Continuing its assault on rivers and clean water nationwide, the Trump administration today released its final rule repealing the Obama administration's Clean Water Rule.

"Today, EPA and the Department of the Army finalized a rule to repeal the previous administration's overreach in the federal regulation of US waters and recodify the longstanding and familiar regulatory text that previously existed", EPA Administrator Andrew Wheeler said.

Repeal is step one, Wheeler said.


Joining Lopez was Paul Molesky, representing the New York Farm Bureau, which formally welcomed the rollback.

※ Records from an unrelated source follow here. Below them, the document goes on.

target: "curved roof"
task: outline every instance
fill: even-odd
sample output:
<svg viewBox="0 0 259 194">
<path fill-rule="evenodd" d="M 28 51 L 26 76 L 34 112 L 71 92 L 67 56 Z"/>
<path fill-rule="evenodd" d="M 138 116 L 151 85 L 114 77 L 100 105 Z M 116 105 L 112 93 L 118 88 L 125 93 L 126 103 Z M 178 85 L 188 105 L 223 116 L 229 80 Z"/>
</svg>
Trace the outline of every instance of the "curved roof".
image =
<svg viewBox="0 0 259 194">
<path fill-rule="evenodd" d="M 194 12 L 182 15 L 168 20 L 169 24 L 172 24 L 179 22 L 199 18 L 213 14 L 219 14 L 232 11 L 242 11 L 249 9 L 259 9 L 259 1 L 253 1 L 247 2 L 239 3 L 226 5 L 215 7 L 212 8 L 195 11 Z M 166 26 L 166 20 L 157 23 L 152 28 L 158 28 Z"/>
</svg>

President Barack Obama's Waters of the United States rule had defined which streams and wetlands are protected by the 1972 Clean Water Act from pollutants including pesticides, fertilizers and mine waste. We are now working to ensure a fair and reasonable substitute that protects our water and our ability to work and care for the land. He adds that the 2015 rule had provoked 31 states to file complaints and petitions for legal review. "It doesn't settle the dispute". Wheeler unveiled a proposed replacement regulation last December. In 2006, US Supreme Court Justice Antonin Scalia tried to overturn centuries of precedent by whipping out his Second Edition of Webster's New International Dictionary and latching on to a definition of "waters" that he found there. "If there's not a rule, that's not helpful to the business community".

Former EPA officials who've worked under Republican and Democratic administrations told NBC News that this rule change will only benefit mining industries, oil and gas pipeline corporations and land developers.

Wheeler, who said the administration will finalize a new definition for which water bodies deserve federal protection within a matter of months, said the agency is seeking to end any lingering uncertainty and return more oversight to individual states.


At Thursday' announcement by the EPA in Indianapolis, the state Department of Environmental Management expressed support for the repeal. "This repeal will not go unchallenged". WOTUS aimed to provide a guideline for what is considered a "water of the United States" under the Clean Water Act. "We are going to get caught in a position where we won't really be able to regulate chemicals in the US", University of Massachusetts Amherst environmental health scientist Laura Vandenberg says to Nature. In the case of WOTUS, he says, that took the form of wetlands permits. Getting a yes or no ruling from the Supreme Court wouldn't satisfy all the stakeholders.

"In my opinion, and I think it's shared by many, this was really just a power grab", said Miron, 65, whose family milks 120 cows and grows corn, soybeans and alfalfa.

"Nothing in the Obama regulations that came out prevented me from farming the way I was previously farming", she said.